Suboptimal performance validity was defined by below criterion performance on two out of the following three performance validity measures: Trial 2 of the Test of Memory Malingering (TOMM), reliable number span (modified due to use of the UDS Number Span task), and Neuropsychological Assessment Battery (NAB) List Learning Recognition Hits. Established cutoffs for defining performance validity failure on these measures were used but are not disclosed here to preserve test integrity. While failure of one performance validity test can be indicative of invalidity [32], our decision adheres to the revised Slick criteria (Sherman et al.) for identification of malingered neurocognitive dysfunction that advises failure of 2+ performance validity tests [33]. Of the sample with complete neuropsychological data, 10 (4.2%) had suboptimal performance on the TOMM, 8 (3.4%) had a below cutoff score on the reliable number span, and 50 (21.3%) fell below cutoff on the NAB Recognition Hits trial. Fifty (21.3%) failed at least one performance validity measure, six (2.6%) failed two, and only 2 (0.9%) failed all three. Of note, four participants had one performance validity test missing but were above the cutoff on the other two indices.

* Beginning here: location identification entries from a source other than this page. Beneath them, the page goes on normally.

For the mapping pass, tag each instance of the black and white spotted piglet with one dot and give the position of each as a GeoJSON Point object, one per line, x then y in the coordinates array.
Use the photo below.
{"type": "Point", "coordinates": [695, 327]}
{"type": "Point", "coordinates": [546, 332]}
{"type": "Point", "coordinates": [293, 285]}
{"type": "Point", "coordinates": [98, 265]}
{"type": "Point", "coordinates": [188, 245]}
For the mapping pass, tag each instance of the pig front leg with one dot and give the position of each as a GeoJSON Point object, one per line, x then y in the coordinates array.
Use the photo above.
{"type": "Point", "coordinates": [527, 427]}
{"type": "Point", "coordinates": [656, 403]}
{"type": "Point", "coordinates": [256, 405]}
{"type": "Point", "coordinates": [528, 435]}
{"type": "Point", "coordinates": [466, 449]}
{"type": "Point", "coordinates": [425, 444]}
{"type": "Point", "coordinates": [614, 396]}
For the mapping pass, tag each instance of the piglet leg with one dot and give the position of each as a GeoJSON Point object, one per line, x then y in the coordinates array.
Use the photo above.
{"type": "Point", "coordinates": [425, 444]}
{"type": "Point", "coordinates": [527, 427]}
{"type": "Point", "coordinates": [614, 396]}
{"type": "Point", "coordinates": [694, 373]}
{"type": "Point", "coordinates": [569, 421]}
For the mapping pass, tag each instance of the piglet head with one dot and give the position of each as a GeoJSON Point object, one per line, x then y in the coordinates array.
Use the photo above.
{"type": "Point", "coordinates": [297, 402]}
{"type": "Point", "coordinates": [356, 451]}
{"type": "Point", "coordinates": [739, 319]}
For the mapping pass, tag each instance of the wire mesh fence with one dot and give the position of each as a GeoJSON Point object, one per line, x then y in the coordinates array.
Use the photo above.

Taken together, for the current sample, a total of 8 participants were excluded for suboptimal performance validity.

Sample characteristics

Semi-structured interviews were performed, supplemented by online questionnaires, to collect data on demographics, medical and psychiatric history, athletic history, and other variables not relevant to the present study. An aliquot of whole blood was used for APOE genotyping. Race and ethnicity were self-reported. A majority of the sample was Black or White. There was insufficient representation of other racial groups to statistically examine them separately. All racial groups are presented in Table 2.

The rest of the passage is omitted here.